也不知芽儿怎么样。
她必须赶紧起来,她挣扎几回,没能起来,冰凉的雨打在她的脸上,微微叹一口气,心里琢磨着。
这里风景优美,树木茂盛,也不失为一块儿易葬的宝地。
两刻钟后,她突然想起,摔倒的时候,她还背着芽儿的包袱,她摸索的周围,终于在一块儿石头前,终于寻到一些散落的首饰之类,她赶紧摸索着要装回包袱。
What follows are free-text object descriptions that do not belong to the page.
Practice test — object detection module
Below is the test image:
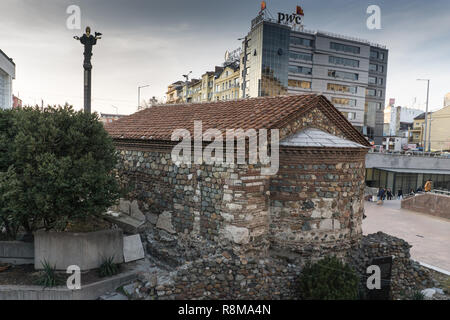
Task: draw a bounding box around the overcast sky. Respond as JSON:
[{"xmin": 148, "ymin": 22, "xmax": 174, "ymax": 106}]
[{"xmin": 1, "ymin": 0, "xmax": 449, "ymax": 115}]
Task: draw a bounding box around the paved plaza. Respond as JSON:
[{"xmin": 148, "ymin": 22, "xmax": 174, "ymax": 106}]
[{"xmin": 364, "ymin": 200, "xmax": 450, "ymax": 271}]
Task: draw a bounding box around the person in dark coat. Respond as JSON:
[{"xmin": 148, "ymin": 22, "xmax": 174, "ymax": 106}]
[{"xmin": 387, "ymin": 189, "xmax": 393, "ymax": 200}]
直到,她的手摸到一个拇指长短的木质东西,她仔细摸了摸,心头一喜,“这是木……木哨”
她立马放在唇边,用尽全部力气吹起来。
平时可传百米的哨声,此时却被哗哗雨声遮住,不过方圆几十米,才可勉强听到回声。
同样没放弃寻人的顾沉骁,靠着比寻常人更灵敏的一双耳朵,隐约听到一些刺耳的声音,他让属下继续慢慢向山上寻找,自己向着声音来源的方向走去。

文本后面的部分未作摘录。